CARE International conducted a case study in north-eastern provinces of Cambodia. Findings of their rapid assessment of Covid-19 impacts on girls’ education connect early marriage to the increasing gender inequality in education. Regarding early marriage they recorded conflicting statements. Some interviewees reported marriage was less frequent due to limitations on social gatherings while others believed that the number of early marriages increased because youth can spend more time together outside of school. The study suggests that the prospect of easing lockdown restrictions, in combination with other remaining measurements, will favor an increase in early marriages in the near future. Although the dark figure of early marriages might be high, the actual numbers are currently subject to speculation, as are other causal linkages.[7]


The real impact of Covid-19 on gender inequality in the education sector in Cambodia has yet to be measured and analyzed. However, global trends as well as local anecdotal evidence and qualitative data suggest that action should be taken sooner rather than later to prevent Cambodia's education sector from reversing the achievements of recent years.

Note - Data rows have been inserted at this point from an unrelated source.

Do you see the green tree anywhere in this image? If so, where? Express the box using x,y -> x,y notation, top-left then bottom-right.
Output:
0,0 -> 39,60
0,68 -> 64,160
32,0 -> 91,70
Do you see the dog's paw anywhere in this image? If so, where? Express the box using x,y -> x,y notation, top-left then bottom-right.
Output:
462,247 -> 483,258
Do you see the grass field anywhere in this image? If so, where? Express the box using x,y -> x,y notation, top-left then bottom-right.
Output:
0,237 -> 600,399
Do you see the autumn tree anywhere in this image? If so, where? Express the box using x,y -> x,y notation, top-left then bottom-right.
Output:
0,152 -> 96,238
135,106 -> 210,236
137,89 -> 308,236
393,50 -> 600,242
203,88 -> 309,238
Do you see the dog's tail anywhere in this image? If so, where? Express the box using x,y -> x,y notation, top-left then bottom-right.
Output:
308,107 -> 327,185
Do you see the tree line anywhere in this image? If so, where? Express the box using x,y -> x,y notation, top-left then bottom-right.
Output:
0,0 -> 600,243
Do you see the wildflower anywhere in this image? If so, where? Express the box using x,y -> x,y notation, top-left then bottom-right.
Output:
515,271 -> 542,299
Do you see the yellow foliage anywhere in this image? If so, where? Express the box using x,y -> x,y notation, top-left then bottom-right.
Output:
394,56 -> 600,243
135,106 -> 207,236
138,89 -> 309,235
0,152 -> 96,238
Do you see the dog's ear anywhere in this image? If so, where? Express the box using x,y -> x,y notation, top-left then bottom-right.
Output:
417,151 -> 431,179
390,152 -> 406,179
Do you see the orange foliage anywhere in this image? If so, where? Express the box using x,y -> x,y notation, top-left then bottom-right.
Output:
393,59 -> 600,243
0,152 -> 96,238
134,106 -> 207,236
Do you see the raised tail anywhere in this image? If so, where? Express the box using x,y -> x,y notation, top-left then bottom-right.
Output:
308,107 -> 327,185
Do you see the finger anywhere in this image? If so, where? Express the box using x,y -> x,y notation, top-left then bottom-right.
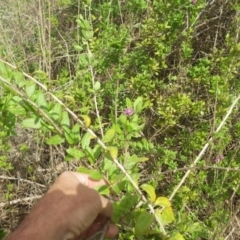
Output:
100,195 -> 113,218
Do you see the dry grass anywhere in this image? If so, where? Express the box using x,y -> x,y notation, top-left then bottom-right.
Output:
0,0 -> 240,240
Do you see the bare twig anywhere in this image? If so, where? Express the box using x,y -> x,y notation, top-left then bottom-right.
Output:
87,44 -> 103,137
0,176 -> 46,188
169,95 -> 240,200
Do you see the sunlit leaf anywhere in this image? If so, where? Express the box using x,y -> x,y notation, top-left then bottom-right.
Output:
90,171 -> 103,181
50,103 -> 62,121
61,111 -> 70,127
64,95 -> 76,105
107,147 -> 118,159
81,132 -> 91,149
133,97 -> 143,113
135,211 -> 154,235
141,184 -> 156,203
81,115 -> 91,128
155,207 -> 175,225
102,128 -> 116,143
93,81 -> 101,91
25,82 -> 36,97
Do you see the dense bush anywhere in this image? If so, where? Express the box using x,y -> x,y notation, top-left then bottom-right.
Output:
0,0 -> 240,240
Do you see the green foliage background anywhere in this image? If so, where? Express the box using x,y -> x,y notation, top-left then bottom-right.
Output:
0,0 -> 240,240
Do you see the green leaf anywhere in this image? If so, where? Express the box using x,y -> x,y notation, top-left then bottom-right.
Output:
46,135 -> 64,145
22,118 -> 42,129
169,233 -> 185,240
94,185 -> 111,196
102,128 -> 116,143
126,98 -> 132,108
112,193 -> 139,222
133,97 -> 143,113
62,126 -> 75,145
71,123 -> 80,144
81,132 -> 91,149
36,91 -> 47,110
25,82 -> 36,97
93,144 -> 102,160
135,211 -> 154,235
7,103 -> 26,116
49,103 -> 62,121
155,207 -> 175,226
66,148 -> 85,160
64,95 -> 76,106
0,229 -> 6,240
81,115 -> 91,128
77,167 -> 103,181
61,111 -> 70,127
107,147 -> 118,159
90,171 -> 103,181
141,184 -> 156,203
73,44 -> 83,52
124,154 -> 148,169
154,197 -> 172,207
93,81 -> 101,91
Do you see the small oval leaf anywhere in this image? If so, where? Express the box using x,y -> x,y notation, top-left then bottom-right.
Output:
102,128 -> 116,143
141,184 -> 156,203
107,147 -> 118,159
135,212 -> 154,235
81,115 -> 91,128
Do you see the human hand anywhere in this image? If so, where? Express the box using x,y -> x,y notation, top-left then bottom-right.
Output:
7,172 -> 118,240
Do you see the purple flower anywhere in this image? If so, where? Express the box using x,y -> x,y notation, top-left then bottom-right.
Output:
123,108 -> 134,116
214,155 -> 224,163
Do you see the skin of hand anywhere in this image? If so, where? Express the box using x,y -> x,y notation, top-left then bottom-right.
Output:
6,172 -> 118,240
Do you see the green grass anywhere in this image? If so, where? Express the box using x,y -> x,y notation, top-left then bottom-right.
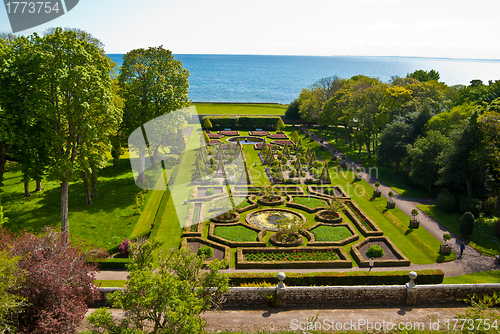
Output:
293,197 -> 325,209
443,270 -> 500,284
418,205 -> 500,256
311,225 -> 352,241
195,103 -> 288,115
314,128 -> 429,198
1,154 -> 146,249
214,225 -> 258,242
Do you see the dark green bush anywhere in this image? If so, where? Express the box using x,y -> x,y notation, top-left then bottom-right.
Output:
228,269 -> 444,286
437,192 -> 456,212
197,245 -> 214,259
366,245 -> 384,257
484,196 -> 498,216
459,197 -> 483,217
460,212 -> 475,237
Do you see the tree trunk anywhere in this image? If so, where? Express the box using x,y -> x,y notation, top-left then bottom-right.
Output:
24,181 -> 31,197
90,162 -> 99,197
366,141 -> 372,159
82,169 -> 92,205
394,160 -> 401,174
0,141 -> 7,183
35,180 -> 43,192
61,177 -> 69,243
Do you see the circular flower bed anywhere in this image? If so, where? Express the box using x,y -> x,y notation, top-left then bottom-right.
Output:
315,210 -> 343,224
257,195 -> 285,206
210,212 -> 240,223
269,231 -> 303,247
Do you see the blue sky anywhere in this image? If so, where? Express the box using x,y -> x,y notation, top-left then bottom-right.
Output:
0,0 -> 500,59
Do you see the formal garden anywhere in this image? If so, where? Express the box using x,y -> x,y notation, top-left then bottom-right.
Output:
160,117 -> 455,269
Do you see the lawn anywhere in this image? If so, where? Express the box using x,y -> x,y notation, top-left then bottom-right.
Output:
418,205 -> 500,256
195,103 -> 288,115
1,154 -> 146,253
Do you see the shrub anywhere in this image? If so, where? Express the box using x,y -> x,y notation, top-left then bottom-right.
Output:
118,238 -> 132,257
484,197 -> 498,216
460,212 -> 475,237
366,245 -> 384,257
459,197 -> 483,217
197,245 -> 214,259
437,192 -> 455,212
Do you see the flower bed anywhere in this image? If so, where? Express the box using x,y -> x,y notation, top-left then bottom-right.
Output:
236,247 -> 352,268
207,133 -> 224,139
264,167 -> 274,183
208,222 -> 267,247
344,201 -> 383,237
218,130 -> 240,136
267,133 -> 288,139
314,209 -> 343,224
248,131 -> 271,136
307,223 -> 359,246
271,140 -> 295,146
257,195 -> 285,206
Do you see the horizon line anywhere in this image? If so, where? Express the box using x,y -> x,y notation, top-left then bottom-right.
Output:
106,52 -> 500,61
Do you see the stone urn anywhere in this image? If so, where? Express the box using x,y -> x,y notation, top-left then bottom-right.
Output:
269,231 -> 304,247
410,219 -> 420,228
439,245 -> 451,255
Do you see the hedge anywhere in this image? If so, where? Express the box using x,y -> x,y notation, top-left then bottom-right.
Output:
227,269 -> 444,286
201,116 -> 281,130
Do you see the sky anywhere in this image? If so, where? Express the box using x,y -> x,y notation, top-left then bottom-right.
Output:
0,0 -> 500,59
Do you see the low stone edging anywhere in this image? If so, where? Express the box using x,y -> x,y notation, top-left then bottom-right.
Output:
351,236 -> 410,268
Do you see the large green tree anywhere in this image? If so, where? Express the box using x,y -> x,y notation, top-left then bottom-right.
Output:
36,29 -> 121,241
119,46 -> 189,183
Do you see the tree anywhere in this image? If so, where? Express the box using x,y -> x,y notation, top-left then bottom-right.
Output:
406,70 -> 440,82
119,46 -> 189,183
36,28 -> 121,240
0,228 -> 106,333
203,117 -> 212,130
90,240 -> 228,334
460,211 -> 475,237
378,121 -> 412,173
408,131 -> 451,193
276,118 -> 285,132
285,99 -> 300,125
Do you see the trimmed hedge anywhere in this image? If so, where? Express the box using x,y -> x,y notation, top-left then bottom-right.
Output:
201,116 -> 281,130
227,269 -> 444,286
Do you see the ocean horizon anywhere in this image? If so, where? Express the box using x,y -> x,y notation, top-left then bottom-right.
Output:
108,54 -> 500,104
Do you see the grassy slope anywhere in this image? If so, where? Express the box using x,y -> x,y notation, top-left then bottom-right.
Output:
195,103 -> 287,115
2,155 -> 149,249
418,205 -> 500,256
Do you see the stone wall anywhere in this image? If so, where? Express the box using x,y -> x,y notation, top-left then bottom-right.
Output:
96,284 -> 500,309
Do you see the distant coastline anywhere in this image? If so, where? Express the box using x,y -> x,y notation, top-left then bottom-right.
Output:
108,54 -> 500,104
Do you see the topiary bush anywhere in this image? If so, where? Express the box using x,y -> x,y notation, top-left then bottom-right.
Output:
437,192 -> 456,212
366,245 -> 384,257
484,197 -> 498,216
197,245 -> 214,259
459,197 -> 483,217
460,211 -> 475,237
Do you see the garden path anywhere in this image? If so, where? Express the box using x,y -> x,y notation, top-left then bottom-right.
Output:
96,131 -> 499,280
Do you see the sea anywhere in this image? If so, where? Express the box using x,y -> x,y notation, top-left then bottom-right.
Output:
108,54 -> 500,104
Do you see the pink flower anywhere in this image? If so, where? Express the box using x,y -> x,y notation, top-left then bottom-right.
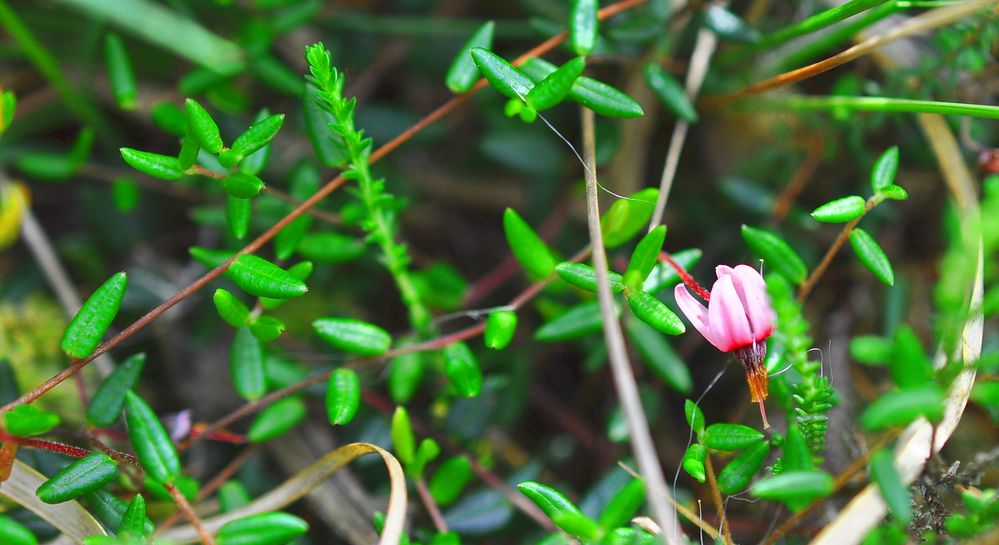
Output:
674,265 -> 773,352
673,265 -> 774,428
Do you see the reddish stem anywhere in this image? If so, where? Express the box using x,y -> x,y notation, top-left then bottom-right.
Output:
659,252 -> 711,301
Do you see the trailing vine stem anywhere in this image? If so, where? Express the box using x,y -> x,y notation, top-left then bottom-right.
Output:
305,43 -> 432,336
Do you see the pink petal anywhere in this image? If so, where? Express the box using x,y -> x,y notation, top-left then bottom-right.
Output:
732,265 -> 774,341
708,274 -> 754,352
673,284 -> 714,344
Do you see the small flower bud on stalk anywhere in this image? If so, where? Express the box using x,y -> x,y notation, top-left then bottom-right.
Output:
664,256 -> 774,429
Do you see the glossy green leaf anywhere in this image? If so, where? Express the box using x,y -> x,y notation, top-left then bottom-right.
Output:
704,423 -> 766,451
226,254 -> 309,299
59,272 -> 128,359
0,515 -> 38,545
625,320 -> 694,393
312,318 -> 392,356
718,441 -> 770,494
326,368 -> 361,426
812,195 -> 867,223
390,407 -> 416,465
860,384 -> 944,431
444,342 -> 482,397
749,470 -> 836,504
3,405 -> 62,437
223,114 -> 284,166
125,392 -> 180,483
482,310 -> 517,350
119,148 -> 184,180
555,261 -> 624,293
871,449 -> 912,526
250,316 -> 287,343
471,47 -> 534,100
598,479 -> 645,529
246,396 -> 305,443
742,225 -> 808,284
388,352 -> 424,405
680,443 -> 708,483
888,324 -> 933,390
780,424 -> 815,471
871,146 -> 899,193
212,288 -> 250,327
625,290 -> 687,335
522,57 -> 645,119
850,335 -> 894,365
225,195 -> 253,239
215,513 -> 309,545
229,326 -> 267,401
624,225 -> 666,292
642,62 -> 697,123
600,187 -> 659,248
219,481 -> 253,513
222,172 -> 264,199
642,248 -> 701,294
534,301 -> 604,342
444,21 -> 496,93
517,481 -> 583,521
87,353 -> 146,428
503,208 -> 555,279
428,456 -> 472,506
35,452 -> 118,503
298,231 -> 365,264
850,227 -> 895,286
117,494 -> 151,539
524,57 -> 586,112
184,98 -> 222,154
569,0 -> 600,55
104,33 -> 138,110
683,399 -> 706,437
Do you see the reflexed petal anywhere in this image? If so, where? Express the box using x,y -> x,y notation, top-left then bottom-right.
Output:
673,284 -> 717,346
729,265 -> 774,342
708,274 -> 753,352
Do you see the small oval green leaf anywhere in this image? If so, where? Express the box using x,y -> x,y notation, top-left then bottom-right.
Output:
642,62 -> 697,123
229,326 -> 267,401
483,310 -> 517,350
444,342 -> 482,397
444,21 -> 496,93
850,227 -> 895,286
246,396 -> 305,443
503,208 -> 555,279
35,452 -> 118,503
215,513 -> 309,545
704,424 -> 765,451
60,272 -> 128,359
625,290 -> 687,335
226,254 -> 309,299
312,318 -> 392,356
718,441 -> 770,494
125,392 -> 180,483
326,368 -> 361,426
87,353 -> 146,428
812,195 -> 867,223
742,225 -> 808,284
212,288 -> 250,327
184,98 -> 222,154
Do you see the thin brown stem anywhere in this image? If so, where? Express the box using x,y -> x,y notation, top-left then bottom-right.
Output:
704,454 -> 732,545
0,0 -> 646,414
163,483 -> 215,545
416,477 -> 447,534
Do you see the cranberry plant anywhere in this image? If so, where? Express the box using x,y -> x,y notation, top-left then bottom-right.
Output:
0,0 -> 999,545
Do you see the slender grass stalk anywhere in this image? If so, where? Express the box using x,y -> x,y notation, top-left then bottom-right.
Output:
743,96 -> 999,119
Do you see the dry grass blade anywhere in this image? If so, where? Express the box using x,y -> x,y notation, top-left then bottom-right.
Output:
0,460 -> 107,543
159,443 -> 406,545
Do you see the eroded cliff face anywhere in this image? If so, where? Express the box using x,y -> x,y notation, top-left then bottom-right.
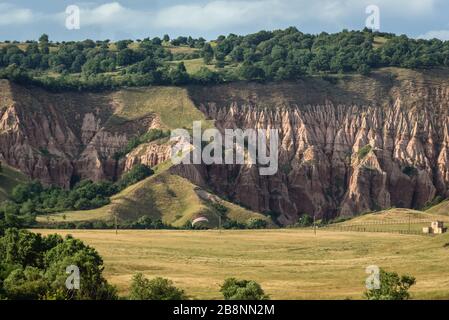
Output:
0,80 -> 156,188
175,70 -> 449,224
0,69 -> 449,224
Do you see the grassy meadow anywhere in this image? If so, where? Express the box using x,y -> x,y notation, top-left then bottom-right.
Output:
35,229 -> 449,299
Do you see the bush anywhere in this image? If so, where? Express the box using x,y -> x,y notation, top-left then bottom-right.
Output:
220,278 -> 269,300
129,273 -> 187,300
0,229 -> 117,300
364,269 -> 416,300
296,214 -> 313,228
246,218 -> 268,229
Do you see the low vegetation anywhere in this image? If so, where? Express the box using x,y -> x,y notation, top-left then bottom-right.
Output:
0,165 -> 153,228
36,229 -> 449,299
364,269 -> 416,300
129,273 -> 187,300
0,229 -> 117,300
220,278 -> 269,300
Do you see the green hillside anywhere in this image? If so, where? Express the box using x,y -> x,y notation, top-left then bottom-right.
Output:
37,171 -> 274,227
426,200 -> 449,216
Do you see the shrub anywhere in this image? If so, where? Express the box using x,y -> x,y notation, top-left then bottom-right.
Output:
129,273 -> 187,300
220,278 -> 269,300
364,269 -> 416,300
246,218 -> 267,229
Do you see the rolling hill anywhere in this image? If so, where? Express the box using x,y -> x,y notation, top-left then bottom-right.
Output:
37,162 -> 275,227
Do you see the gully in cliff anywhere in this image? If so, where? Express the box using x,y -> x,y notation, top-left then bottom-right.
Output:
170,121 -> 279,176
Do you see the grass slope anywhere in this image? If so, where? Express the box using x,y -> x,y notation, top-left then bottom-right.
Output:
107,87 -> 212,129
37,170 -> 274,227
36,229 -> 449,299
426,200 -> 449,216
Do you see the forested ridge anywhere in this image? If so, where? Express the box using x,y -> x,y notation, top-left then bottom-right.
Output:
0,27 -> 449,90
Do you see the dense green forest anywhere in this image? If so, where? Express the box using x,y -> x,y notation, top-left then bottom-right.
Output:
0,27 -> 449,90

[1] ILO (2018): Women and men in the informal economy: A statistical picture.

[2] ILO (2021): Fewer women than men will regain employment during the COVID-19 recovery.

[3] IMF, UN Women, UNDP (2021): Gender Equality and COVID-19: Policies and Institutions for Mitigating the Crisis.

[4] UNICEF (2020): COVID-19 Response: Issue Brief - COVID-19 and Girls’ Education in East Asia and Pacific

[5] UNESCO (2021): Girls’ education and COVID-19: New factsheet shows increased inequalities for the education of adolescent girls.

[6] McKinsey Global Institute (2020): COVID-19 and gender equality: Countering the regressive effects

[7] CARE International (2020): Rapid Assessment of COVID-19 Impacts on Girls Education.